Except with this meal. Hanger steak rubbed with all-purpose California beef rub. Slow-roasted yellow grape tomatoes. Israeli couscous. Lapsang-souchong-steeped black lentils. Purée of roasted kabocha squash, roasted garlic, tangerine zest/juice and couscous cooking water. Cinnamon-toasted pepitas, basil, 18-year balsamic and extra virgin olive oil.
The squash and rub brought a hint of sweetness that was taken down a notch by the bitter tea, char, herbs and zesty freshness. Layered as hell, with a different combo in each bite. Always stayed that way and never wandered into sweet exhaustion or bite-repetition. Take the meat off and you have a great vegan dinner, it's that whack-a-doodle in flavor, texture and goodness. We missed in the pairing with a bottle of 2008 DeLille Doyenne Signature Syrah Yakima ($40 - Vin). Plenty of time to open up, yet it couldn't get its motor going. Wanted to, just never became complete. Nice plum and coffee with a gamey-foresty note, very syrah, but promptly shut itself down before it become truly broad and engrossing.
Big fan of Jet-Dry (non-sequitur of the year)
Claudia Roden's The New Book of Middle Eastern Food brought another winner. Marquis Quastal, or lamb tagine with chestnuts, a delicious Tunisian lamb stew over farro, served with a bottle of 2010 Antica Terra Pinot Noir Willamette Valley ($50 - Vin Chicago). Used lamb round steak, which is a piece cut with a marrow bone in its center, so the marrow was cooked into the braise. Omitted the honey, added a splash of rosewater at the end. Pomegranate seeds to top, probably an anchovy or two in the onions. Tough to remember all of the details but Mrs. Ney follows Ms. Roden's recipe as closely as possible because that book is boss. This was heavenly. Familiar, yet so unique. A complete, balanced, perfect, distinctive meal. Feels like it might be in the running for our Christmas dinner, it's that good. We check in on this bottling of Antica Terra every vintage. It might be overpriced, it may be a touch too run-of-the-mill, but we both love its dirt. And it has a lil bit of black tea to it that has been missing in our scattershot drinking of Oregon pinot noir of late. Great meal. Solid pairing.

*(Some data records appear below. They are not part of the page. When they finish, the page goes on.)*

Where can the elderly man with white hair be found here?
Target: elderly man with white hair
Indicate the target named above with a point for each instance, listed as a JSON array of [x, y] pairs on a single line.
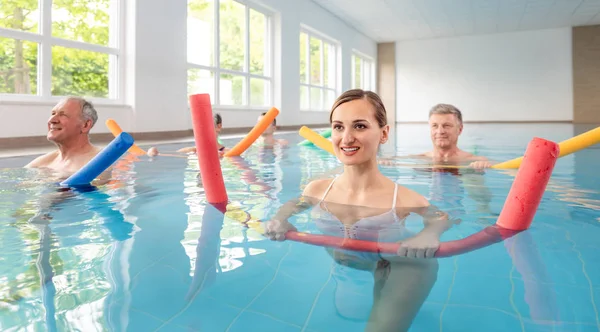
[[69, 126]]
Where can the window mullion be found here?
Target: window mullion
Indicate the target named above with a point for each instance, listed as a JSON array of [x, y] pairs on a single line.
[[45, 52], [247, 56], [216, 59]]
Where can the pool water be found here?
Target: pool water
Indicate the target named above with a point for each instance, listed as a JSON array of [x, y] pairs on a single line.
[[145, 253]]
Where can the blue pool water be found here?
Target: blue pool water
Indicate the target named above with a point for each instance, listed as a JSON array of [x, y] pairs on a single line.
[[145, 253]]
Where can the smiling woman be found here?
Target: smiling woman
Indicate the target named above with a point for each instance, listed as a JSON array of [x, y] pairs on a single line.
[[363, 195]]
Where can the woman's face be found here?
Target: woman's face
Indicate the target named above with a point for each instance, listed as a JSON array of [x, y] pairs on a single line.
[[356, 135]]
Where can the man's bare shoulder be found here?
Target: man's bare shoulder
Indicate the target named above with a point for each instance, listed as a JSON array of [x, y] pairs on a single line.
[[464, 155], [43, 160]]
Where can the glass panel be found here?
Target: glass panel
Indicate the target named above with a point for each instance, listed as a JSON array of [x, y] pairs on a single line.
[[18, 66], [201, 81], [258, 38], [201, 32], [232, 90], [80, 73], [357, 73], [367, 79], [19, 15], [303, 44], [315, 99], [315, 61], [86, 21], [304, 97], [329, 99], [232, 34], [329, 65], [259, 92]]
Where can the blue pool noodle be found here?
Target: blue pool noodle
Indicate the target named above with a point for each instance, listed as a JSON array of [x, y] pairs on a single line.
[[101, 161]]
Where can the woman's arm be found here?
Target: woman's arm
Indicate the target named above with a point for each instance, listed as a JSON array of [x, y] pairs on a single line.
[[276, 228], [427, 241]]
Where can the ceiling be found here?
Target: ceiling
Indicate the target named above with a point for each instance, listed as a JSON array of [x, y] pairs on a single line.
[[394, 20]]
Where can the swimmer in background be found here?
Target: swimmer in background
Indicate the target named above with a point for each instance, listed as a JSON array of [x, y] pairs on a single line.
[[267, 139], [445, 126], [218, 121], [69, 128]]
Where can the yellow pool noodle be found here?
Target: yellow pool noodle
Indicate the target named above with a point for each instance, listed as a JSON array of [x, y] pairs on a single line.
[[316, 139], [567, 147]]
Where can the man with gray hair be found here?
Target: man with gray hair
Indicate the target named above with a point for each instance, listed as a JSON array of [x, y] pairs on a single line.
[[445, 125], [69, 126]]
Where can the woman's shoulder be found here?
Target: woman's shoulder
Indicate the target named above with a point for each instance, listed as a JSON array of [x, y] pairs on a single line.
[[409, 198], [316, 188]]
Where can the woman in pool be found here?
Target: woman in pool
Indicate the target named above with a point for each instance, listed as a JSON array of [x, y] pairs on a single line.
[[351, 205]]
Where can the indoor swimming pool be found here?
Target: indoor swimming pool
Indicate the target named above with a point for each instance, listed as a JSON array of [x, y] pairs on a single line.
[[145, 252]]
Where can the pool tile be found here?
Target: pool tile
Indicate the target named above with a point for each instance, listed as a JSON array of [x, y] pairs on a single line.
[[205, 314], [250, 321], [428, 318], [288, 299], [122, 317], [575, 304], [475, 318], [470, 289]]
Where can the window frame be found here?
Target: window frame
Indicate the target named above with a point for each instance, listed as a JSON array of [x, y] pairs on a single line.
[[45, 41], [364, 58], [217, 70], [310, 32]]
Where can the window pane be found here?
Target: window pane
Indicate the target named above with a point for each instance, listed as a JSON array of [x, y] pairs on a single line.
[[201, 81], [303, 43], [329, 64], [367, 75], [357, 73], [18, 66], [315, 61], [78, 72], [82, 20], [232, 90], [19, 15], [201, 32], [258, 38], [304, 98], [329, 99], [259, 92], [232, 32], [315, 99]]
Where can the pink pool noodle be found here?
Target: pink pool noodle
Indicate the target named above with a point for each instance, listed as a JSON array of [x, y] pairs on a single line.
[[206, 149], [518, 212], [529, 185]]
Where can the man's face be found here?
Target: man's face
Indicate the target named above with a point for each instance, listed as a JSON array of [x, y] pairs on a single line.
[[66, 122], [444, 130]]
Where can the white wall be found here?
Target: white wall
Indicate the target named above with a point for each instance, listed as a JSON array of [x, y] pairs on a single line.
[[522, 76], [155, 82]]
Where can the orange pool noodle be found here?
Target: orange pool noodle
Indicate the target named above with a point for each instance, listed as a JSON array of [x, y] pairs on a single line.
[[529, 185], [116, 131], [206, 149], [253, 135]]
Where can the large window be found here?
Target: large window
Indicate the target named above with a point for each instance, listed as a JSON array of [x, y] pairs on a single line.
[[362, 72], [59, 47], [318, 72], [229, 53]]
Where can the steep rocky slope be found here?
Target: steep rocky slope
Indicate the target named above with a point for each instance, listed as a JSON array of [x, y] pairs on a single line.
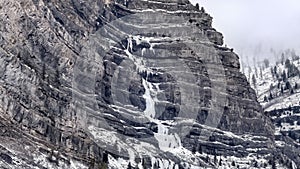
[[278, 92], [125, 83]]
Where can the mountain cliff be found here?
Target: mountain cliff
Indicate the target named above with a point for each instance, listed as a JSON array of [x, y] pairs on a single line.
[[125, 84]]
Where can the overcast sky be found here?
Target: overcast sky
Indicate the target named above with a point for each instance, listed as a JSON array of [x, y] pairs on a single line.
[[249, 25]]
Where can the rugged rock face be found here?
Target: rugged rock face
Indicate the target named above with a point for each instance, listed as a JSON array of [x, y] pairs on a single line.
[[125, 83]]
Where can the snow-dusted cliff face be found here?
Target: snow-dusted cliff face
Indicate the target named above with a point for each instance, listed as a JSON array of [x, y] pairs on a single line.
[[125, 84], [277, 87]]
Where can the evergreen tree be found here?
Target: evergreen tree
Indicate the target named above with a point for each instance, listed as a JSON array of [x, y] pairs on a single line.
[[287, 63], [270, 96], [197, 6], [267, 63], [215, 159], [287, 85], [220, 162], [265, 99], [284, 76], [129, 166]]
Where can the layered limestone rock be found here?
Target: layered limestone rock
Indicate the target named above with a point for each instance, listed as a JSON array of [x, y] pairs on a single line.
[[121, 83]]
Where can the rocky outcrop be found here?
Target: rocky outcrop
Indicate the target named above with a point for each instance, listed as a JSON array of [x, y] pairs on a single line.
[[125, 82]]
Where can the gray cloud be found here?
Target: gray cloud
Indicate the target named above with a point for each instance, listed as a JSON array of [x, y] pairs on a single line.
[[247, 25]]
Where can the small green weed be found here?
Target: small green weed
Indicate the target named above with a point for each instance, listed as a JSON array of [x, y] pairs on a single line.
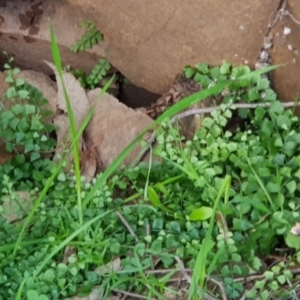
[[205, 210]]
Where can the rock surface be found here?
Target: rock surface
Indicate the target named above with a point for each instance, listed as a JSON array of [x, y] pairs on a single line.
[[150, 42]]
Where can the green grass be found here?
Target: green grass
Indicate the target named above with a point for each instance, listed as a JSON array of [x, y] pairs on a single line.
[[203, 212]]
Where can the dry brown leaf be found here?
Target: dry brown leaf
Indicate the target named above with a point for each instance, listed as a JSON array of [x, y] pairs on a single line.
[[42, 83], [80, 106], [117, 124], [76, 93], [89, 163]]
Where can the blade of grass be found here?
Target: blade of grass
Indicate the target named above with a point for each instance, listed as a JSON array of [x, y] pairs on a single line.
[[60, 247], [261, 185], [199, 272], [58, 168], [169, 113], [173, 110], [72, 121]]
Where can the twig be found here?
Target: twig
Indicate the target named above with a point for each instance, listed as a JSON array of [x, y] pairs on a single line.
[[131, 294], [127, 225]]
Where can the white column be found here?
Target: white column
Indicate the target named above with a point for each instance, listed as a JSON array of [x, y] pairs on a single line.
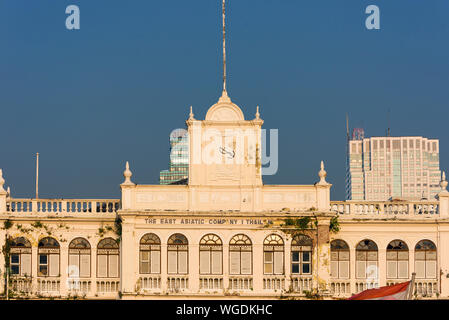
[[382, 265], [287, 261], [258, 265], [225, 266], [34, 268], [352, 268], [194, 268], [63, 264], [93, 270], [128, 257], [164, 286]]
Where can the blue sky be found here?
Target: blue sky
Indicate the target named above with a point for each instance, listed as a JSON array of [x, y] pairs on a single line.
[[90, 99]]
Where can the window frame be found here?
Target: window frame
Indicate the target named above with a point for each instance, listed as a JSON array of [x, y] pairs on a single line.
[[302, 244], [20, 246], [108, 251], [396, 248], [344, 248], [273, 243], [184, 245], [75, 250], [426, 251], [210, 243], [365, 247], [48, 250], [154, 244], [241, 241]]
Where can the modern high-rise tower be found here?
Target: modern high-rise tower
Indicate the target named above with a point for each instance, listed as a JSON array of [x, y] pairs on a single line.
[[178, 171], [382, 168]]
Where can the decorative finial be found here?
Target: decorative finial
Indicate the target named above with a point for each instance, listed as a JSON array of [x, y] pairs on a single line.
[[127, 174], [224, 45], [2, 181], [443, 182], [191, 115], [322, 174]]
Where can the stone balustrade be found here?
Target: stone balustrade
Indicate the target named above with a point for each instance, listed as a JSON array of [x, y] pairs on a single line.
[[387, 209], [62, 205]]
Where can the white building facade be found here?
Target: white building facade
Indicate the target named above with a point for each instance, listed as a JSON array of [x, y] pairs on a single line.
[[224, 235], [381, 168]]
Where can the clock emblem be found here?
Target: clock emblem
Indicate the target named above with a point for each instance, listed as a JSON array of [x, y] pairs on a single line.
[[230, 154]]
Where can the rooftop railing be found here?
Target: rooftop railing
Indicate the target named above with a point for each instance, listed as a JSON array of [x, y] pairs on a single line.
[[62, 205], [427, 208]]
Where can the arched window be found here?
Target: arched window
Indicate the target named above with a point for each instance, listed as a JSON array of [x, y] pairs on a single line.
[[426, 260], [240, 255], [211, 255], [273, 255], [48, 257], [366, 256], [150, 254], [20, 257], [339, 259], [178, 254], [79, 258], [108, 258], [301, 254], [397, 260]]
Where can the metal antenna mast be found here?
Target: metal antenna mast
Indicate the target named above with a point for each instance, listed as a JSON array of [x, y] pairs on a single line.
[[224, 45]]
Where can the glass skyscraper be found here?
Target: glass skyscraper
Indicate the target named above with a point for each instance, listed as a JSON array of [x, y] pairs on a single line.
[[382, 168], [178, 171]]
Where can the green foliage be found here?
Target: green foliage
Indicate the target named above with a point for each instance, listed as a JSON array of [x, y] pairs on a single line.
[[37, 224], [7, 224], [334, 225], [298, 223], [311, 295]]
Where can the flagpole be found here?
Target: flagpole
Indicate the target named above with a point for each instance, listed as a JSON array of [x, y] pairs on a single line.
[[411, 287]]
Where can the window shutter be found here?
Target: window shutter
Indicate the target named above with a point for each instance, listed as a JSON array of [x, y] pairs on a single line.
[[54, 265], [334, 255], [155, 262], [361, 269], [102, 266], [246, 262], [334, 269], [74, 267], [217, 262], [113, 266], [85, 266], [235, 262], [25, 264], [431, 268], [278, 262], [183, 260], [172, 261], [420, 269], [372, 271], [403, 269], [205, 262], [144, 262], [392, 270], [344, 270]]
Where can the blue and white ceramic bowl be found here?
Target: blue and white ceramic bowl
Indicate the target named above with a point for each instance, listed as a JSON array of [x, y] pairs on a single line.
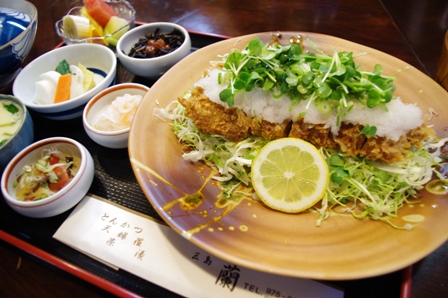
[[23, 136], [18, 24], [99, 59]]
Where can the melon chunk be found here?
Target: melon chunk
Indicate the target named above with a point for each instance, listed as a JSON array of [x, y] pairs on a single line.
[[99, 11]]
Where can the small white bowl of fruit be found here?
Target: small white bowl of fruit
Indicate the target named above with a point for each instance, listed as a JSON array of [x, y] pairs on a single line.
[[58, 84], [98, 21]]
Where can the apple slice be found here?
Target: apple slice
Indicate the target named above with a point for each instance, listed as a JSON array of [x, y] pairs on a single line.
[[100, 11], [116, 27]]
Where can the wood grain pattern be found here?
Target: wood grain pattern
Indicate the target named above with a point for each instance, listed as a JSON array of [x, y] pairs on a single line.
[[412, 31]]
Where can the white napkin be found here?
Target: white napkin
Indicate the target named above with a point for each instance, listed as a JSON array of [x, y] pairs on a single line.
[[153, 251]]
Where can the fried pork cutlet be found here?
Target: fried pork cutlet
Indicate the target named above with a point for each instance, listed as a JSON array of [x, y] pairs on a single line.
[[232, 123], [235, 125]]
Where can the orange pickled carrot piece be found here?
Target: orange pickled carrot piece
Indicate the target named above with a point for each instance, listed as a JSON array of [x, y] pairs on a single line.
[[63, 88]]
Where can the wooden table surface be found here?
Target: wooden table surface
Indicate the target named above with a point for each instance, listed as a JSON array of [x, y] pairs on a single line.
[[410, 30]]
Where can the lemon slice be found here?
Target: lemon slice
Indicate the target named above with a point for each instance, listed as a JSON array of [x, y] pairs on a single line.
[[289, 175]]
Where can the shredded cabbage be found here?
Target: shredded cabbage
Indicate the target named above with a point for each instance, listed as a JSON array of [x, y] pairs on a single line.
[[363, 188]]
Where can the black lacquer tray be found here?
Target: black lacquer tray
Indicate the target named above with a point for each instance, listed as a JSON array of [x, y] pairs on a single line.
[[115, 181]]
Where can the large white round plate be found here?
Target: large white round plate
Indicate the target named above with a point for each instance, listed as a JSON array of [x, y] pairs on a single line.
[[251, 235]]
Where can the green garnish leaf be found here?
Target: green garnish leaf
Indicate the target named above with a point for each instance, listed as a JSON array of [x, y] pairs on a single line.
[[303, 75]]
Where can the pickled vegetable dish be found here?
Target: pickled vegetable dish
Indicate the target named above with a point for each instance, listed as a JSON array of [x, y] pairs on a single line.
[[46, 176]]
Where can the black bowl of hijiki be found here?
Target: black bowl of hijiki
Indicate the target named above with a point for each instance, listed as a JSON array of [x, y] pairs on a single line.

Last one. Pasta with celery and lemon, from Food & Wine. Have an odd craving for celery? Make this. Altered somewhat significantly. More celery, evoo instead of butter, garlic instead of shallot, pecorino instead of parmesan, charred scallions instead of chives, plus Mrs. Ney added mint and a bit of fennel pollen. It's simple food, Mrs. Ney didn't want it while she was cooking, but poof! Once we gave it a minute to cool, this turned into crazy business! It's a celery vehicle without clubbing you over the head with it. Something about the fennel pollen and charred scallions filled in the tiny gaps and brought a shocking depth. Really shocking. And when it comes to wine feeling necessary with a meal and becoming an essential ingredient to a dinner, the 2011 Palmina Malvasia Blanca Santa Barbara ($26 - Winery) was the epitome of that here. The floral-mint-ginger-zest in this wine was just what the food wanted, and the meal became that time when you have wine with food and think, "WHY ISN'T EVERYBODY DOING THIS?"